29 Mr Lyall's evidence that the plaintiff had a high reputation in the position of President of the Law Society in my view is relevant and admissible on the question of damages, as is his evidence as to the reputation he said the plaintiff had in the legal profession as a practitioner.
30 It may well be that further consideration will have to be given to what precisely is meant in the cases by "relevant sector" and particularly "relevant". An unduly restrictive construction of what Hunt J said at 737G in Anderson could well lead to that extreme example which I identified above, something which I do not understand His Honour to have had in contemplation particularly in the light of the example His Honour gave in relation to church finances in Bickel at 483.
31 It would be an extraordinary state of affairs if the principle sought to be relied upon by the defendant could operate to this effect: that a person who is in a position to prove that over a certain number of years that person has developed and enjoyed a settled reputation in various sectors of life, indeed "as a person", could not lead evidence as to that on the issue of damages by reason of some artificial constraint imposed by the imputation found by the jury confining the sector to a discrete or particular one.

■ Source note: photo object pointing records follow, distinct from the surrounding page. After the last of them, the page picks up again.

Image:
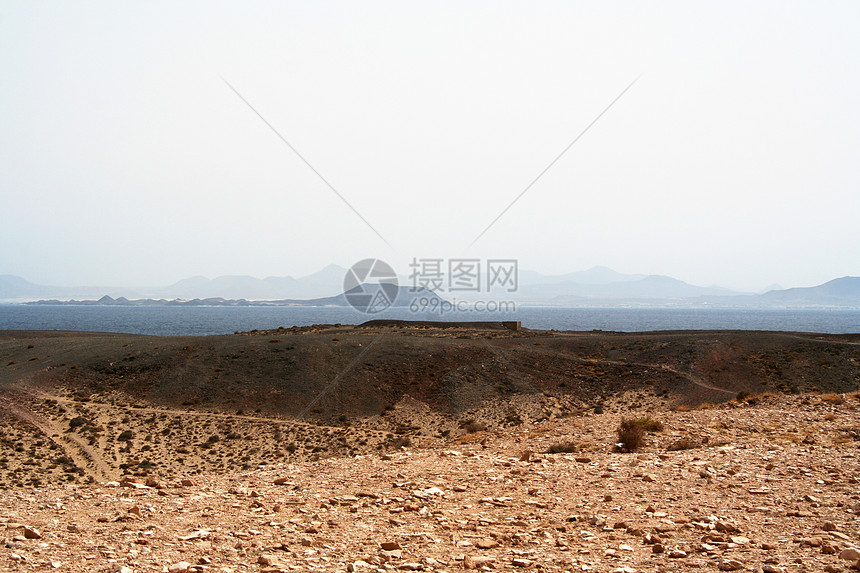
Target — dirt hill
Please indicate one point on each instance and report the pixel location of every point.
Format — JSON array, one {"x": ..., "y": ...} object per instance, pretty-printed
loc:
[{"x": 414, "y": 447}]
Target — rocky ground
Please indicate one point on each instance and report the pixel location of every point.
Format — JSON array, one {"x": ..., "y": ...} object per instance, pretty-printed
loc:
[{"x": 770, "y": 486}]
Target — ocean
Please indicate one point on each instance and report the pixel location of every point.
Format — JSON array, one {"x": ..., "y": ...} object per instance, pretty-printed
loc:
[{"x": 182, "y": 321}]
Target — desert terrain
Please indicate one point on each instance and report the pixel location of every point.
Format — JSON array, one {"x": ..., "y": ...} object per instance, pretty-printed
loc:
[{"x": 420, "y": 447}]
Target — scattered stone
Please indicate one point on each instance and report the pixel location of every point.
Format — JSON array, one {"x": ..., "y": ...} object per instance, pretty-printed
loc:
[{"x": 476, "y": 562}]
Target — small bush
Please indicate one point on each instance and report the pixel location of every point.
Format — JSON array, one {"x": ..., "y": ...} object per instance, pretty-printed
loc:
[
  {"x": 649, "y": 424},
  {"x": 563, "y": 448},
  {"x": 631, "y": 435},
  {"x": 401, "y": 442},
  {"x": 684, "y": 443},
  {"x": 471, "y": 426}
]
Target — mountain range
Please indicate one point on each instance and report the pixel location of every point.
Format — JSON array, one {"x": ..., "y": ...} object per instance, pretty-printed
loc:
[{"x": 598, "y": 286}]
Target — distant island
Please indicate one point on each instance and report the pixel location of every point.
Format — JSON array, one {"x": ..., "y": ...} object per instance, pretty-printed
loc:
[
  {"x": 405, "y": 297},
  {"x": 595, "y": 287}
]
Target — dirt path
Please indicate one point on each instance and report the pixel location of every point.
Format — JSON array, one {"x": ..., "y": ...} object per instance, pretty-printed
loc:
[{"x": 72, "y": 446}]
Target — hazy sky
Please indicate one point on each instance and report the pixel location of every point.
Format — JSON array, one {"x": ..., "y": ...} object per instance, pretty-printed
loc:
[{"x": 126, "y": 160}]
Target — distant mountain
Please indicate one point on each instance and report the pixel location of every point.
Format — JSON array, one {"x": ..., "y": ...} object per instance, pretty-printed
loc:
[
  {"x": 14, "y": 288},
  {"x": 598, "y": 286},
  {"x": 651, "y": 287},
  {"x": 404, "y": 298},
  {"x": 844, "y": 291},
  {"x": 328, "y": 281},
  {"x": 593, "y": 276}
]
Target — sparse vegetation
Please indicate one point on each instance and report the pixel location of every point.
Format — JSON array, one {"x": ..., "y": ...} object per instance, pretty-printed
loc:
[
  {"x": 649, "y": 424},
  {"x": 684, "y": 443},
  {"x": 563, "y": 448},
  {"x": 472, "y": 426}
]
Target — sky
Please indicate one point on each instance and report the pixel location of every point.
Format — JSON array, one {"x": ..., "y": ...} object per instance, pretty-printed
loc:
[{"x": 127, "y": 159}]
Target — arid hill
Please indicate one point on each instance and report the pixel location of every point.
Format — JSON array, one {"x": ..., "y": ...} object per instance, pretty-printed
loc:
[{"x": 414, "y": 447}]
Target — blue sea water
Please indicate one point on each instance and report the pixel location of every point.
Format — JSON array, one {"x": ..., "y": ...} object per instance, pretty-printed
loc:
[{"x": 164, "y": 320}]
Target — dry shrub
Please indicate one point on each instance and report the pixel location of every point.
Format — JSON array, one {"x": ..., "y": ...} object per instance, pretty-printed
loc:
[
  {"x": 649, "y": 424},
  {"x": 631, "y": 435},
  {"x": 471, "y": 426},
  {"x": 563, "y": 448},
  {"x": 684, "y": 443}
]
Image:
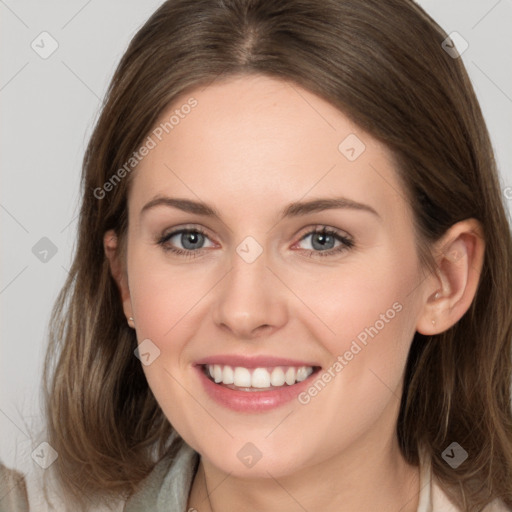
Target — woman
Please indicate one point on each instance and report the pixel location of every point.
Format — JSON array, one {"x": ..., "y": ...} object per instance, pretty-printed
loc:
[{"x": 291, "y": 285}]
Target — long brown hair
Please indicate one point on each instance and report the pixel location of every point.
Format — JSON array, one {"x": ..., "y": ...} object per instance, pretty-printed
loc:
[{"x": 382, "y": 64}]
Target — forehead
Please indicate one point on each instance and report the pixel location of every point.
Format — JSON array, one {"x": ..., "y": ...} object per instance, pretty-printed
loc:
[{"x": 258, "y": 140}]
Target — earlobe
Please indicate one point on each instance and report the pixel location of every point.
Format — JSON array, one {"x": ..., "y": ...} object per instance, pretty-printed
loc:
[
  {"x": 117, "y": 269},
  {"x": 450, "y": 292}
]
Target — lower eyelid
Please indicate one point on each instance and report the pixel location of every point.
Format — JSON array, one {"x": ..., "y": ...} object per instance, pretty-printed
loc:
[{"x": 345, "y": 242}]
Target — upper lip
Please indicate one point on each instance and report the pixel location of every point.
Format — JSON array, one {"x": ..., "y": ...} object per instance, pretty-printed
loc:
[{"x": 260, "y": 361}]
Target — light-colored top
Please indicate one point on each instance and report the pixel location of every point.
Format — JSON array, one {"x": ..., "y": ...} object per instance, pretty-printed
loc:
[{"x": 167, "y": 488}]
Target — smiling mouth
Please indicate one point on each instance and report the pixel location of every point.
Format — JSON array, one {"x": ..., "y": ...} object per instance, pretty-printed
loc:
[{"x": 240, "y": 378}]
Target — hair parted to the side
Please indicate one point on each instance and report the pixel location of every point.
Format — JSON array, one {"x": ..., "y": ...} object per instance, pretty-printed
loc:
[{"x": 381, "y": 63}]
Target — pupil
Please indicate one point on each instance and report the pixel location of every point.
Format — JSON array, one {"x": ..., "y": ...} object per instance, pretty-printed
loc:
[
  {"x": 193, "y": 238},
  {"x": 320, "y": 240}
]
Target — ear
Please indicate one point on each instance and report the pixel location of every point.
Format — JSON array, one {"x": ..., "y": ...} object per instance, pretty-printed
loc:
[
  {"x": 118, "y": 271},
  {"x": 459, "y": 257}
]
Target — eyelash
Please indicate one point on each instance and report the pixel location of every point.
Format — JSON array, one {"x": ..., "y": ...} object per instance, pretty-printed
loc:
[{"x": 346, "y": 243}]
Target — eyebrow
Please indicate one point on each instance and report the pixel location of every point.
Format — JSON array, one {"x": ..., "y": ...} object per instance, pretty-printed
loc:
[{"x": 294, "y": 209}]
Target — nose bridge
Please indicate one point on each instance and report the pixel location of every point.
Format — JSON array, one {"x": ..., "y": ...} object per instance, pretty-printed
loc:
[{"x": 247, "y": 300}]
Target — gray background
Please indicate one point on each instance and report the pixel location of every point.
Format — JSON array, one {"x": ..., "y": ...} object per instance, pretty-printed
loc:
[{"x": 49, "y": 107}]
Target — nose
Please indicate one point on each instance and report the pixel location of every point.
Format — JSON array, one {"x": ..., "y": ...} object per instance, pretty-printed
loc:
[{"x": 250, "y": 301}]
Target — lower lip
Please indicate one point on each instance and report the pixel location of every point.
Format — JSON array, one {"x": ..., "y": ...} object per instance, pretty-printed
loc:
[{"x": 252, "y": 401}]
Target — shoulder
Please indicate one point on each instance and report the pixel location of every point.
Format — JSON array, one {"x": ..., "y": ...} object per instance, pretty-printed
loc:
[{"x": 167, "y": 486}]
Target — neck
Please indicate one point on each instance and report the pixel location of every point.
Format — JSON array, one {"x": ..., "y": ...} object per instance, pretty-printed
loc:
[{"x": 360, "y": 478}]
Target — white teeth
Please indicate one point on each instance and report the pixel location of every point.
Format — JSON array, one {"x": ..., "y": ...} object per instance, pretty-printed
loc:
[
  {"x": 242, "y": 377},
  {"x": 227, "y": 375},
  {"x": 258, "y": 377},
  {"x": 303, "y": 373},
  {"x": 277, "y": 377},
  {"x": 290, "y": 375},
  {"x": 217, "y": 373}
]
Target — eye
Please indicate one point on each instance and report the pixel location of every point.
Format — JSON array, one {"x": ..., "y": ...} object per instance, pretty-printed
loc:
[
  {"x": 190, "y": 239},
  {"x": 323, "y": 242}
]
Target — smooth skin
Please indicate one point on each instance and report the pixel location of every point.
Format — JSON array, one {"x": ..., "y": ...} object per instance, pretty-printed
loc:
[{"x": 253, "y": 145}]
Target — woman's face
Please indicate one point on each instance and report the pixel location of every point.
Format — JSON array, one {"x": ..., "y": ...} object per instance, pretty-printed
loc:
[{"x": 255, "y": 294}]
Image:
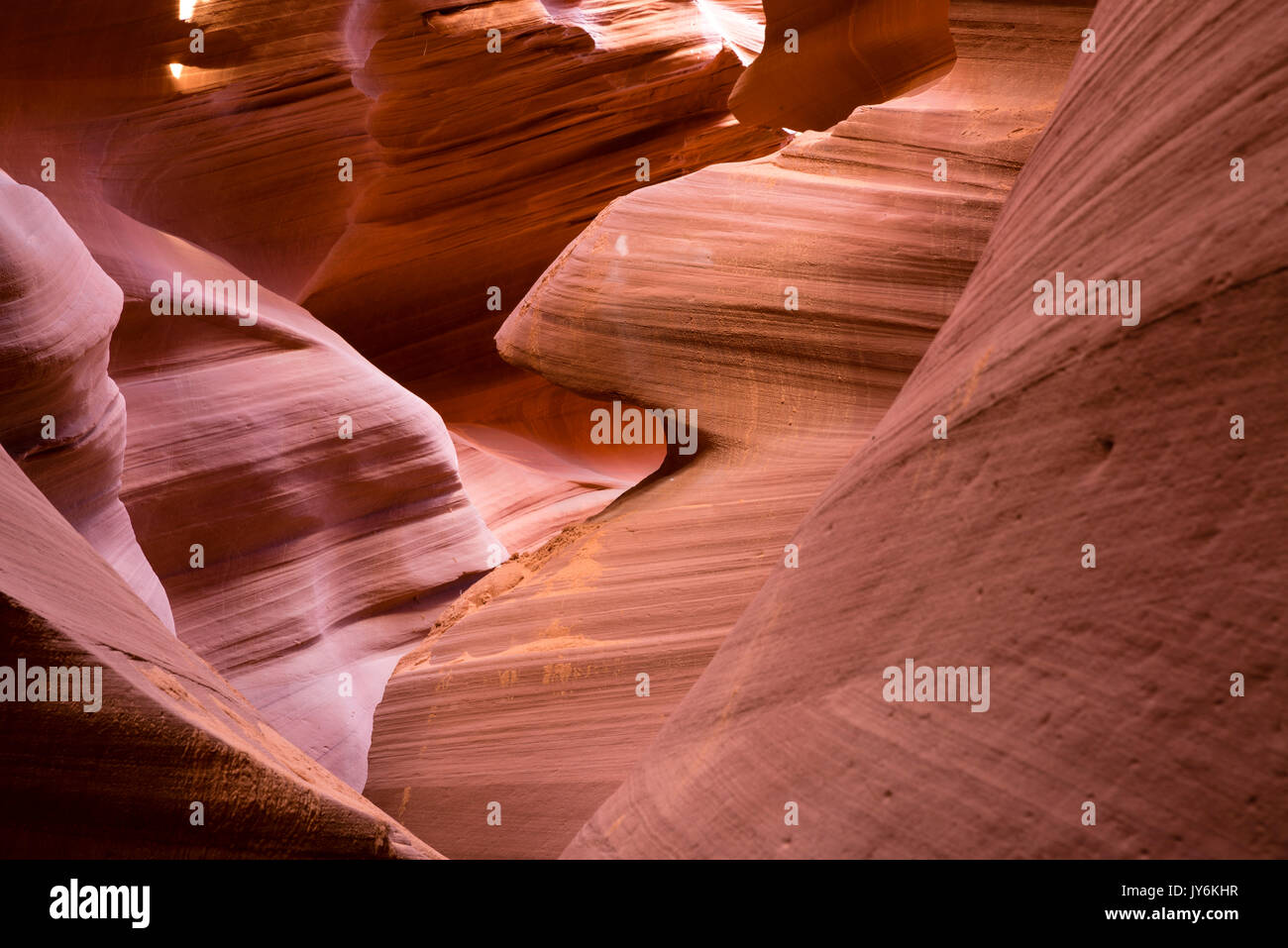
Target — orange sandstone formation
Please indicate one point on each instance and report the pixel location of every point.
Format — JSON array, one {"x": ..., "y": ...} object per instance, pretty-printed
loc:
[
  {"x": 60, "y": 415},
  {"x": 174, "y": 762},
  {"x": 785, "y": 300},
  {"x": 1149, "y": 685},
  {"x": 822, "y": 58}
]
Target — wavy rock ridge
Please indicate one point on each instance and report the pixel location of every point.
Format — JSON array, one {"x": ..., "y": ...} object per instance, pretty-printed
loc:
[
  {"x": 1111, "y": 685},
  {"x": 678, "y": 295},
  {"x": 170, "y": 733}
]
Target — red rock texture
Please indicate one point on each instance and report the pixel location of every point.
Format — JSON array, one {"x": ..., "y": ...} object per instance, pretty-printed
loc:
[
  {"x": 1111, "y": 685},
  {"x": 60, "y": 415},
  {"x": 675, "y": 298},
  {"x": 120, "y": 782},
  {"x": 822, "y": 58}
]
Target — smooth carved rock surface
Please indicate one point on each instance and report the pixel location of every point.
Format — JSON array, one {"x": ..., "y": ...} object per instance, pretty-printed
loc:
[
  {"x": 487, "y": 163},
  {"x": 170, "y": 732},
  {"x": 822, "y": 58},
  {"x": 1111, "y": 685},
  {"x": 323, "y": 556},
  {"x": 526, "y": 690},
  {"x": 60, "y": 415},
  {"x": 320, "y": 557}
]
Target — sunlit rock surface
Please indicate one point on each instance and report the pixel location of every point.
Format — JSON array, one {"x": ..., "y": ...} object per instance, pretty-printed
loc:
[
  {"x": 1109, "y": 685},
  {"x": 677, "y": 298}
]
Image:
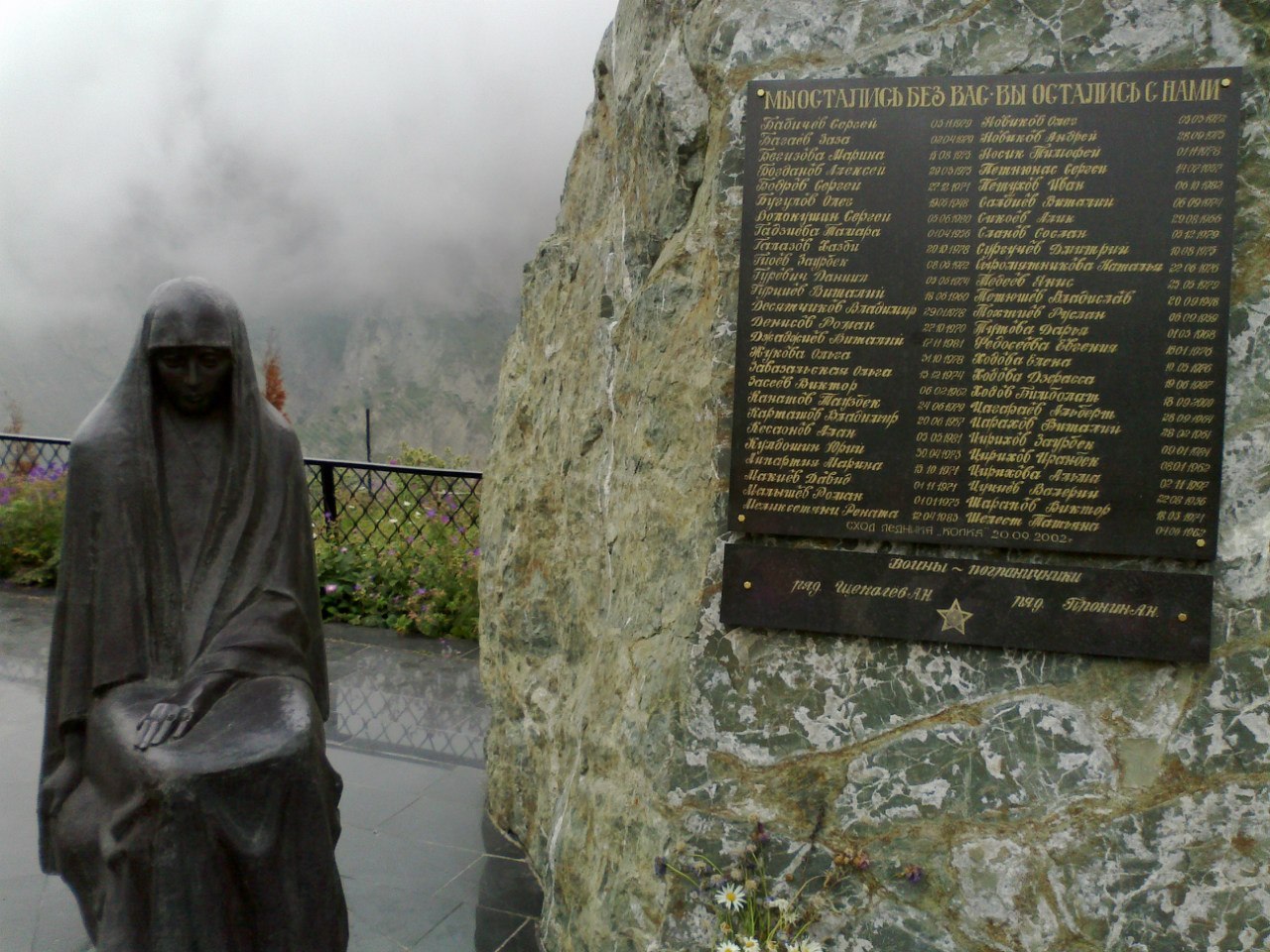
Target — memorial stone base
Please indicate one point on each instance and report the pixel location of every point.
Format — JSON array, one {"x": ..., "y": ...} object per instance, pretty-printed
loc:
[{"x": 1053, "y": 801}]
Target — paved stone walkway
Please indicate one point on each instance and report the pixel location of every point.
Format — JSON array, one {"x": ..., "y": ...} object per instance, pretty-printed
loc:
[{"x": 423, "y": 867}]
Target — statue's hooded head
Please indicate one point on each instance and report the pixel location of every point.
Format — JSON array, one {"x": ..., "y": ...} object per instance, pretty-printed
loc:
[{"x": 194, "y": 340}]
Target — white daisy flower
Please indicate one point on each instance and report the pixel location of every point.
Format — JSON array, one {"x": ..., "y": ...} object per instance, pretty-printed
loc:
[{"x": 730, "y": 896}]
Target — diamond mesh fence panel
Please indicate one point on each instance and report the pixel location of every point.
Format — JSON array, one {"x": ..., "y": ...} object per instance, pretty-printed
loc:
[
  {"x": 379, "y": 506},
  {"x": 375, "y": 504},
  {"x": 32, "y": 457},
  {"x": 439, "y": 714}
]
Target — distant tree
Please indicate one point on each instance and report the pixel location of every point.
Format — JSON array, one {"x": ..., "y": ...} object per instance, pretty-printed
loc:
[
  {"x": 17, "y": 421},
  {"x": 273, "y": 390}
]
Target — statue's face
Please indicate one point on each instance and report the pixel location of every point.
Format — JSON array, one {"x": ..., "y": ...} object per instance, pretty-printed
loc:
[{"x": 194, "y": 379}]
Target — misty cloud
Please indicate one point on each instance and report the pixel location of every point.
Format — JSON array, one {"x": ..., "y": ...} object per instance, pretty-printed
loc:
[{"x": 309, "y": 157}]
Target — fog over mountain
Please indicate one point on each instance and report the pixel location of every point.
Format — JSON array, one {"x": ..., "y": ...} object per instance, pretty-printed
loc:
[{"x": 322, "y": 162}]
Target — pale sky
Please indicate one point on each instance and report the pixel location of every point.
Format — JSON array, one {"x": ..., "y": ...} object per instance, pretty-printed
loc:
[{"x": 310, "y": 154}]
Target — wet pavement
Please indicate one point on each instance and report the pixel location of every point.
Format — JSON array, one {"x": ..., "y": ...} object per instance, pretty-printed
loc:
[{"x": 423, "y": 867}]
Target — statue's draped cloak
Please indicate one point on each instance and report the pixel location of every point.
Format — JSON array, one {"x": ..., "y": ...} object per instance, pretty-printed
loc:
[{"x": 127, "y": 631}]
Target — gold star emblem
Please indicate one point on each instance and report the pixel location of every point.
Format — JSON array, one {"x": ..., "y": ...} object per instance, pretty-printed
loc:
[{"x": 953, "y": 619}]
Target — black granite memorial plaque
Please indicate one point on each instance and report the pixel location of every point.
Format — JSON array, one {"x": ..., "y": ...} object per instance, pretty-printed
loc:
[
  {"x": 1008, "y": 604},
  {"x": 987, "y": 311}
]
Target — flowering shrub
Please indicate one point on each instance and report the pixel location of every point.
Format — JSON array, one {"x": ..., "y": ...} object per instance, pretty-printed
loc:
[
  {"x": 753, "y": 909},
  {"x": 32, "y": 500},
  {"x": 421, "y": 583}
]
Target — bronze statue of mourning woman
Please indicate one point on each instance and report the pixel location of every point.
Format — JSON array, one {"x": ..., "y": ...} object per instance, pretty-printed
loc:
[{"x": 186, "y": 794}]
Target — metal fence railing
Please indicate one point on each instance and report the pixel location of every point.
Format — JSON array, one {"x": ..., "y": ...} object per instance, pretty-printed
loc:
[
  {"x": 372, "y": 503},
  {"x": 27, "y": 456},
  {"x": 376, "y": 503}
]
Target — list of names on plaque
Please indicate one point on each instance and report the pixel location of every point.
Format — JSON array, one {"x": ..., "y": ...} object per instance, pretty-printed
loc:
[{"x": 987, "y": 311}]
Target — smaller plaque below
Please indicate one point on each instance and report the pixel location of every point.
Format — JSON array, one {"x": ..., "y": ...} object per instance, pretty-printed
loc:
[{"x": 1165, "y": 616}]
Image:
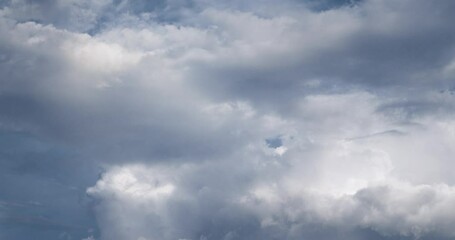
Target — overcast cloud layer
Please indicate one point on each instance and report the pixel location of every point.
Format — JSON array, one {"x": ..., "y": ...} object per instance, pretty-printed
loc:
[{"x": 223, "y": 120}]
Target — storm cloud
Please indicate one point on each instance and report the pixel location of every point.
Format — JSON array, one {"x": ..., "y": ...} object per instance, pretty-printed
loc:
[{"x": 160, "y": 120}]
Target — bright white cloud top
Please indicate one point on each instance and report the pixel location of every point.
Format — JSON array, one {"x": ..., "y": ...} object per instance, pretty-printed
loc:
[{"x": 167, "y": 120}]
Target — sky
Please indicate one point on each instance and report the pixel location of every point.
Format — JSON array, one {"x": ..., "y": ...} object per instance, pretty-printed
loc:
[{"x": 227, "y": 120}]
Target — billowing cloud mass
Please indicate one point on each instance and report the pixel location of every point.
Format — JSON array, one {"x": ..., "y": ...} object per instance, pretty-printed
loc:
[{"x": 223, "y": 120}]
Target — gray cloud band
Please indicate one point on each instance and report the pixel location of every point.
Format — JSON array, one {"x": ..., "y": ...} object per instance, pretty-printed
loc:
[{"x": 226, "y": 120}]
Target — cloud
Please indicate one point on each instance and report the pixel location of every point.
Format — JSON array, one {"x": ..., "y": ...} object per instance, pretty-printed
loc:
[{"x": 227, "y": 120}]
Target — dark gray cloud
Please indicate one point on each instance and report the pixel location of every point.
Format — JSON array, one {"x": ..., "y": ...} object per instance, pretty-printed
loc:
[{"x": 226, "y": 120}]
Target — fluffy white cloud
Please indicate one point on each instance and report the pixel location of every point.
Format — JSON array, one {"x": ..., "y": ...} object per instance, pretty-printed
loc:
[{"x": 232, "y": 121}]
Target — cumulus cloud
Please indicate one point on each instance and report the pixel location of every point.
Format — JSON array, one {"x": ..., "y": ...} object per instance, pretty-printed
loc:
[{"x": 227, "y": 120}]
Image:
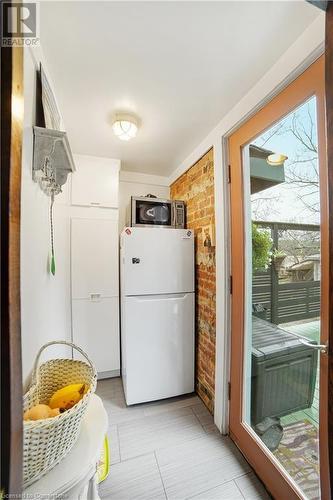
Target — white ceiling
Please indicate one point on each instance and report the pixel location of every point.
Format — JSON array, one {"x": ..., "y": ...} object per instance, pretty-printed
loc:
[{"x": 179, "y": 66}]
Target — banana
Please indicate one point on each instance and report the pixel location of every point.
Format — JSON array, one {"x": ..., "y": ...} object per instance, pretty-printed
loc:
[{"x": 68, "y": 396}]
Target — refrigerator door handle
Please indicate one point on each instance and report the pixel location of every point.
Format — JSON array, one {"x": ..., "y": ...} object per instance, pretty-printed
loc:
[{"x": 163, "y": 296}]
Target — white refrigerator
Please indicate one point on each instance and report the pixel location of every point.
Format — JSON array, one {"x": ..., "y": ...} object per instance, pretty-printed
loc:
[{"x": 157, "y": 313}]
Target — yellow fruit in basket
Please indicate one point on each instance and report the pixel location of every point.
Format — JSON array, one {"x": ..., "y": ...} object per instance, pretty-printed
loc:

32 It may well be argued in due course that the effect of the evidence may go one way or the other but to say that it is irrelevant is not persuasive. I have formed of course no views on the merits of this litigation on the few minutes of evidence received before the objection was taken. It seems to me that it must be arguable, to take this case as an example, that because a person has held three public offices to which I have referred, the reputation he has established and enjoyed was that in which he was amenable to being injured by reason of the publication of an imputation in another or additional sector altogether. To put it another way, how can it be argued that a person who has established a reputation publicly in public office could not present a case that in that reputation in those "sectors" he was injured by reason of the publication of imputations in another "sector", a fortiori if the imputations, are of gravity and impute serious personal misconduct.
33 I will allow the evidence given by Mr Lyall. As Hunt J ruled in Bickel, it can be noted that the evidence will be given over the defendant's objection. It will be unnecessary for further objection to be taken unless some additional ground for objection is to be relied upon.